I didn't laugh very much at "The Waterboy," and when I did, it was the forced kind--the sort of laughter you hear when you're in a theater watching a disaster such as "The Hot Chick," and you can practically *feel* the entire audience leaning forward in their seats, eager to laugh, *wanting* to laugh, at anything remotely funny. And when they do, it's at a joke that's not very funny at all, and you know that everyone is laughing because they need to laugh, they want to laugh, they have to laugh, and not because they are simply following the human instinct of opening mouths and emitting high-pitched repetitive guffaws.

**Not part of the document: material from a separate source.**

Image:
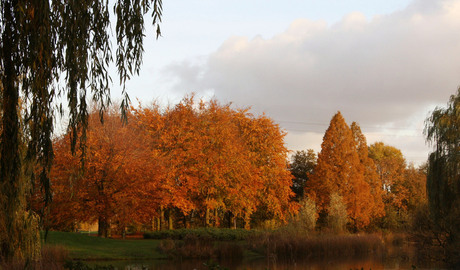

Okay, I like Adam Sandler. Actually, I don't really like him; I just don't mind him very much. He made me smile in "Saturday Night Live" (despite his inclined nature to repeat the same roles and mannerisms in various skits) and he made me laugh in "Happy Gilmore" (perhaps the true start of his nice-misunderstood-loser roles). But he made me laugh. So there. I said it.
He didn't make me laugh in "The Waterboy," at all, and I wasn't even amused by the film. Even "Billy Madison" (which I did not recommend), at the very least, amused me. I wasn't as impressed as I was during "Happy Gilmore," but it amused me.
I am not amused by a character that seems almost intentionally unfunny, or a film that recycles all the oldest formulas and presents the "twists" to us as something fresh and new. Sandler's Bobby Boucher, a 30-something Louisiana football water boy, is quite possibly one of the most annoying characters of all time. As soon as I heard him speak, someone next to me said, "He isn't going to talk like that throughout the whole movie, is he?" I crossed my fingers, hoping it was some sort of joke, but indeed he *did* talk that way throughout the entire movie--and when everything was over, I was unmoved, unshaken, unstirred. Un-everything.
Boucher lives with his mother (Kathy Bates) in a "Deliverance"-reminiscent house in Louisiana. "Momma," as Bobby refers to her, does not want her son playin' any "foosball." So he's the team water boy. He works for free, laboring for hours and being the blunt end of many jokes delivered by the cruel jocks. The town's team, The Cougars, really stink, and when the coach (Henry Winkler in a thankless role) sees Bobby get mad at one of the football players and knock him out due to years of repressed anger, he decides to offer the aggressive kid a spot on his team. Sure enough, soon comes stardom and fame, and every time Bobby is told to knock out a QB, he simply pictures someone that makes him mad (e.g. Momma). How sad.
As Dr. Seuss might put it, "I did not like 'The Waterboy,' not one little bit."
People don't go to see Adam Sandler movies for clever and witty jokes. They go for a bit of cheap entertainment. Coming from a big "SNL" fan, he's simply no Steve Martin or Bill Murray, and he's not even as funny as recent-star Will Ferrell. But by now he has proven to us all that he is capable of playing the same characters, over and over and over again.
The humor is extremely infantile, even considering that this is a Sandler vehicle. After a while I just stopped trying to laugh. Kathy Bates has the best scenes of the film, as Bobby's over-protective mother, but even Bates fails to make anything gold come out of "The Waterboy." It's a sorry mess of a movie, recycling everything we've seen before, minus the laughs and heart of "Happy Gilmore" and the slight amusement of "Billy Madison."
I know that a lot of critics jump on a bandwagon when it comes to Adam Sandler's films, and they'll usually admit that they laughed when pestered enough, but they just didn't want to give his film a recommendation. Well, I saw "The Waterboy" with an open mind, as an easy-to-please film viewer, and it left me with a sour taste in my mouth. I had to wonder: How many times must Sandler ground the same formula into a recipe? This time he didn't ground it quite enough, and it's not as tasty as it should have been.